You are viewing a plain text version of this content. The canonical link for it is here.
Posted to user@oozie.apache.org by Alejandro Abdelnur <tu...@cloudera.com> on 2012/05/01 20:18:21 UTC

Re: a hive thrift alternative

Edward,

I agree that hive thrift server would be the ideal approach. However
the thrift server is that is not multi-user/multi-job friendly:

http://mail-archives.apache.org/mod_mbox/hive-dev/201204.mbox/%3CCAJqeMKTDOmDZfNUUW8kSgkivZPkC%2BkH9H5D_RL2YhJGhh4rqNQ%40mail.gmail.com%3E

Until Hive address this I think we are better off with the CLI approach.

Thx

On Mon, Apr 30, 2012 at 10:03 AM, Edward Capriolo <ed...@gmail.com> wrote:
> HaHa. I never rejoined the list after it moved from Yahoo.
>
> I would not describe hive-thrift as horrible but there is some unpleasantness.
>
> Near future:
> https://issues.apache.org/jira/browse/HIVE-2935
>
> In any case I am willing to accept the issues. I run multiple
> hive-thrift servers behind ha-proxy
>
> http://www.edwardcapriolo.com/roller/edwardcapriolo/entry/running_a_hive_thrift_cluster
>
> This cuts downs concurrency type problems. It's hive so not sure how
> much concurrency is needed there.
>
> Our group just decided to part ways with programming over the CLI. Too
> much stuff like this:
>
> hive -e -S "select x,y from $TABLE WHERE $STUFF" | awk whatever
> or:
> my list=`hadoop dfs -ls /bla`
>
> That was not unit testable and just really ugly. Even if it fails
> 1/1000 times we have try catch , and we have done stuff that can bring
> up the entire stack end to end in an IDE now.
>
> Layering on top of the CLI is a bad idea in the long run, its like
> expect scripting an ssh session. Not that it was a bad design chose
> for oozie at the time but it is certainly not the ideal way to handle
> it.



-- 
Alejandro

Re: a hive thrift alternative

Posted by Matthew Rathbone <ma...@foursquare.com>.
We're a long way from using a trunk release :-).
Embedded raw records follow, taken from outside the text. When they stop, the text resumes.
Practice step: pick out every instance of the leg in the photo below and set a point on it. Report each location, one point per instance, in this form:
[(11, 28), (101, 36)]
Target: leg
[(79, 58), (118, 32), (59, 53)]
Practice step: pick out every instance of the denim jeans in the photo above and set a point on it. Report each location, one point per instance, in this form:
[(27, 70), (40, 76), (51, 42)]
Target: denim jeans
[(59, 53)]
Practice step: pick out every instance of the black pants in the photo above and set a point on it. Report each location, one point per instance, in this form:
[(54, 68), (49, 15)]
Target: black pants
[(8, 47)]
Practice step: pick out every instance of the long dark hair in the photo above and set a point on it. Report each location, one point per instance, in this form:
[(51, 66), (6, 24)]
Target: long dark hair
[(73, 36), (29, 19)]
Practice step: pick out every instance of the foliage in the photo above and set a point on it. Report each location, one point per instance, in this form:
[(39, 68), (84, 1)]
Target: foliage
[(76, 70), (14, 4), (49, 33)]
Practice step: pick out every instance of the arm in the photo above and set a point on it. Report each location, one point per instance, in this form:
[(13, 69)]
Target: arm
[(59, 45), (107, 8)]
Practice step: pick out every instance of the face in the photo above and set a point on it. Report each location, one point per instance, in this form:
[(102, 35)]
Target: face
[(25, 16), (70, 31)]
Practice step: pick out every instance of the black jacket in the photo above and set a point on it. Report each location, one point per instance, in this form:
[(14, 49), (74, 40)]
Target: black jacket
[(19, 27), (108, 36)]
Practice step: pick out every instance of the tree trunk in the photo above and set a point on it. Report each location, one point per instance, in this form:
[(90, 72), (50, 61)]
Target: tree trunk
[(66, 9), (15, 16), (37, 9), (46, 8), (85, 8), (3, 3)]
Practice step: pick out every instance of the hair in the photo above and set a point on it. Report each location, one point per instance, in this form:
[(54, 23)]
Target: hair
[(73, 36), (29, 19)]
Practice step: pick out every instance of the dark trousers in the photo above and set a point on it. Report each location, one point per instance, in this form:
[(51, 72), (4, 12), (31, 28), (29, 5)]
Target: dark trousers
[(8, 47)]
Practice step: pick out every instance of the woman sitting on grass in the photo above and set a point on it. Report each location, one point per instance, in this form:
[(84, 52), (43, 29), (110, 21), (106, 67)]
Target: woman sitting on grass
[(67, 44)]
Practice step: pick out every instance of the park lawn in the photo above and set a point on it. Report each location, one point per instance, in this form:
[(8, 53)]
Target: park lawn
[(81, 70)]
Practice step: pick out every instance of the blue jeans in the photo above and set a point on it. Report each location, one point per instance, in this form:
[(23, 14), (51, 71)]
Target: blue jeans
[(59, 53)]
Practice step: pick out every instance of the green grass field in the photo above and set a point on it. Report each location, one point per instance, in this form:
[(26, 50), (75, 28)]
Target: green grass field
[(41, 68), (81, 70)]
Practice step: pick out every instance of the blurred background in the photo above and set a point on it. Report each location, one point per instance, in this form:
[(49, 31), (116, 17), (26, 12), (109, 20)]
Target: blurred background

Like a lot of people we're
using the version bundled in CDH3.

On Wed, May 2, 2012 at 8:12 AM, Edward Capriolo <ed...@gmail.com>wrote:

> https://issues.apache.org/jira/browse/HIVE-2503
>
> I believe what you are describing is fixed in trunk.
>
> On Tuesday, May 1, 2012, Alejandro Abdelnur <tu...@cloudera.com> wrote:
> > Edward,
> >
> > I agree that hive thrift server would be the ideal approach. However
> > the thrift server is that is not multi-user/multi-job friendly:
> >
> >
>
> http://mail-archives.apache.org/mod_mbox/hive-dev/201204.mbox/%3CCAJqeMKTDOmDZfNUUW8kSgkivZPkC%2BkH9H5D_RL2YhJGhh4rqNQ%40mail.gmail.com%3E
> >
> > Until Hive address this I think we are better off with the CLI approach.
> >
> > Thx
> >
> > On Mon, Apr 30, 2012 at 10:03 AM, Edward Capriolo <edlinuxguru@gmail.com
> >
> wrote:
> >> HaHa. I never rejoined the list after it moved from Yahoo.
> >>
> >> I would not describe hive-thrift as horrible but there is some
> unpleasantness.
> >>
> >> Near future:
> >> https://issues.apache.org/jira/browse/HIVE-2935
> >>
> >> In any case I am willing to accept the issues. I run multiple
> >> hive-thrift servers behind ha-proxy
> >>
> >>
>
> http://www.edwardcapriolo.com/roller/edwardcapriolo/entry/running_a_hive_thrift_cluster
> >>
> >> This cuts downs concurrency type problems. It's hive so not sure how
> >> much concurrency is needed there.
> >>
> >> Our group just decided to part ways with programming over the CLI. Too
> >> much stuff like this:
> >>
> >> hive -e -S "select x,y from $TABLE WHERE $STUFF" | awk whatever
> >> or:
> >> my list=`hadoop dfs -ls /bla`
> >>
> >> That was not unit testable and just really ugly. Even if it fails
> >> 1/1000 times we have try catch , and we have done stuff that can bring
> >> up the entire stack end to end in an IDE now.
> >>
> >> Layering on top of the CLI is a bad idea in the long run, its like
> >> expect scripting an ssh session. Not that it was a bad design chose
> >> for oozie at the time but it is certainly not the ideal way to handle
> >> it.
> >
> >
> >
> > --
> > Alejandro
> >
>



-- 
Matthew Rathbone
Foursquare | Software Engineer | Server Engineering Team
matthew@foursquare.com | @rathboma <http://twitter.com/rathboma> |
4sq<http://foursquare.com/rathboma>

Re: a hive thrift alternative

Posted by Edward Capriolo <ed...@gmail.com>.
The jdbc client in embedded thick client mode (never used it) sounds
like the Cli on steroids :) Even more on the client path now.

As I stated originally:

"I would not describe hive-thrift as horrible but there is some unpleasantness."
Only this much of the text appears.